MME GHOSHEH a répondu à des questions sur la diversité culturelle, les quotas et l'élaboration d'une feuille de route dans ce domaine, a estimé qu'un quota minimal devrait être établi dans toutes les régions et pays. La Directrice du Fonds social de Jordanie pour l'égalité entre les sexes a souligné qu'il faudra tenir compte ce faisant de la dimension culturelle, certains pays en développement estimant qu'il leur est difficile d'adopter des concepts provenant de pays développés. La participation des femmes à la vie publique, à la prise de décisions et à la vie économique est essentielle, a affirmé l'experte, avant d'appeler à une analyse détaillée des dynamiques actuelles au sein des institutions des Nations Unies, pour aboutir à l'adoption d'un système pratique et concret de prise en compte effective des droits des femmes.

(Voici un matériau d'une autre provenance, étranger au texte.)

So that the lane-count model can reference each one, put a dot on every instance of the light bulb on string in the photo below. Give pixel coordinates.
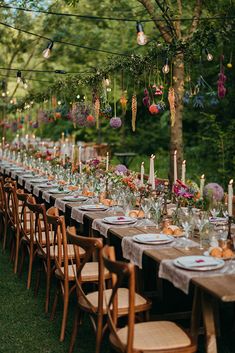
(25, 84)
(107, 81)
(47, 52)
(208, 55)
(18, 75)
(166, 67)
(141, 37)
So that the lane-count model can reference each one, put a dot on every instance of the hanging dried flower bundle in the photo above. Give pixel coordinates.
(171, 99)
(123, 102)
(97, 112)
(53, 102)
(134, 111)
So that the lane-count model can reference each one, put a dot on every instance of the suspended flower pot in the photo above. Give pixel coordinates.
(161, 106)
(153, 109)
(146, 99)
(91, 120)
(115, 122)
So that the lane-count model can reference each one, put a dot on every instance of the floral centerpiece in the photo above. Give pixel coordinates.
(187, 195)
(95, 167)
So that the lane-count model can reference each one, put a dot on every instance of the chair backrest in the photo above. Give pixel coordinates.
(12, 205)
(24, 214)
(2, 195)
(57, 225)
(124, 273)
(91, 246)
(39, 226)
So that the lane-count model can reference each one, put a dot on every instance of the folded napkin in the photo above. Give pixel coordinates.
(152, 237)
(201, 261)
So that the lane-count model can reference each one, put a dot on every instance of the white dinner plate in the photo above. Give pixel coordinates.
(57, 191)
(119, 220)
(152, 238)
(74, 198)
(27, 176)
(198, 263)
(218, 220)
(48, 185)
(39, 180)
(93, 207)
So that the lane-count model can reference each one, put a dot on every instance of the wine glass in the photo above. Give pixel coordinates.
(146, 205)
(201, 223)
(157, 205)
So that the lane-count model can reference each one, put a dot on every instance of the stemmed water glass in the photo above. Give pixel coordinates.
(157, 205)
(146, 205)
(201, 223)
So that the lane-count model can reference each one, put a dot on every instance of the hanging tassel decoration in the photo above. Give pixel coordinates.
(134, 111)
(171, 99)
(53, 102)
(123, 102)
(97, 112)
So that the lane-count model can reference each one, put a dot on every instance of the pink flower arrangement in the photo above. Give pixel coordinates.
(182, 190)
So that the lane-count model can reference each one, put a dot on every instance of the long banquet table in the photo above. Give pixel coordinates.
(205, 287)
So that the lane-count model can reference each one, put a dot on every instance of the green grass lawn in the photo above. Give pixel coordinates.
(24, 328)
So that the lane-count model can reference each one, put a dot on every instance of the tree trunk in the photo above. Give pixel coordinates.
(176, 136)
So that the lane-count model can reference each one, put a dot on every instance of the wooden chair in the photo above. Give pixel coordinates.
(28, 240)
(40, 233)
(3, 211)
(145, 337)
(62, 257)
(12, 221)
(65, 269)
(92, 303)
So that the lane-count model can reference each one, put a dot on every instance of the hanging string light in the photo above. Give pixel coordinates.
(25, 84)
(166, 67)
(47, 52)
(18, 75)
(141, 37)
(208, 55)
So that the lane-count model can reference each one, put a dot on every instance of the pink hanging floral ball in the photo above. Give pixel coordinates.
(90, 119)
(115, 122)
(153, 109)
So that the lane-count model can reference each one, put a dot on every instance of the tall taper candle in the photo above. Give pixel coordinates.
(79, 154)
(107, 162)
(183, 175)
(230, 198)
(73, 154)
(63, 153)
(202, 183)
(142, 173)
(151, 172)
(175, 166)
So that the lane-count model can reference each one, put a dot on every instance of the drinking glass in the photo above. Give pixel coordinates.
(146, 205)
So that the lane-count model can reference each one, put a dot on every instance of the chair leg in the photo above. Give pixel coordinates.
(31, 258)
(77, 317)
(99, 333)
(17, 242)
(48, 285)
(22, 246)
(12, 247)
(65, 312)
(55, 301)
(38, 277)
(5, 234)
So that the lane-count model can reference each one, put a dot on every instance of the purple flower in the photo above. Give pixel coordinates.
(115, 122)
(121, 169)
(94, 162)
(214, 190)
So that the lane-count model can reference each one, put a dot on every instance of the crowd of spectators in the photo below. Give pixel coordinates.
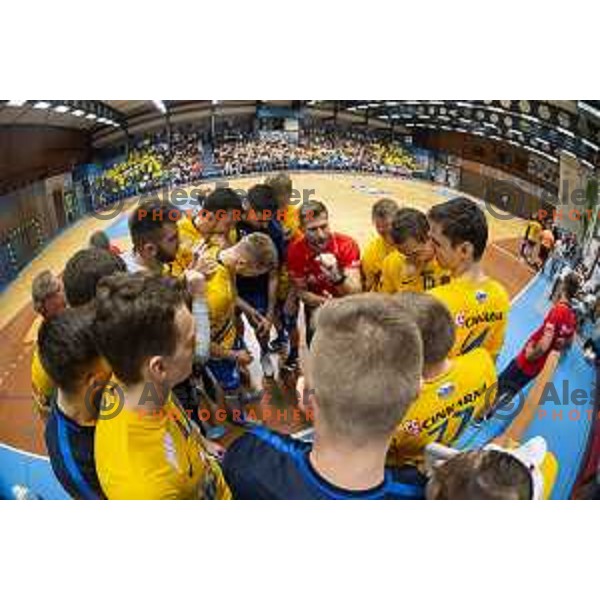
(315, 150)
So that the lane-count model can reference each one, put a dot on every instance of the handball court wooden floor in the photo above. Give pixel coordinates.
(349, 198)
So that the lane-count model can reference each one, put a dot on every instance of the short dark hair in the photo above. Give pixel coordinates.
(409, 223)
(84, 270)
(147, 220)
(262, 197)
(135, 319)
(99, 239)
(461, 221)
(67, 347)
(434, 321)
(384, 208)
(312, 209)
(222, 199)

M. NASCIMENTO a souligné l'importance du dialogue qui doit avoir lieu entre les institutions et les titulaires de mandats. Cela suppose une alliance entre organisations mais aussi entre mouvements sociaux – ceux en charge non seulement de la défense des femmes mais aussi des enfants ou des LGBT. L'expert sur les questions de genre et de masculinité a évoqué les progrès faits dans son pays, le Brésil, en matière d'intégration des questions sexospécifiques, grâce à l'implication conjointe des femmes et des hommes. Parler du genre, c'est parler des relations de pouvoir, a-t-il conclu.

MME CHINKIN a conclu l'échange en estimant que l'une des questions posées était celle de savoir quelle valeur ajoutée pouvait apporter le Conseil sur la question de l'intégration de la perspective sexospécifique: de toute évidence, l'angle «droits de la personne» est à la base de cet apport. Si la question des ressources a été évoquée à maintes reprises, il est clair qu'en dépit de limitations incontournables, cela démontrait tout l'intérêt de coopérer avec ONU-Femmes et le Comité sur l'élimination de toutes les formes de discrimination à l'égard des femmes. Enfin, plusieurs intervenants ont mentionné le climat économique difficile qui risque d'avoir un impact encore difficile à évaluer.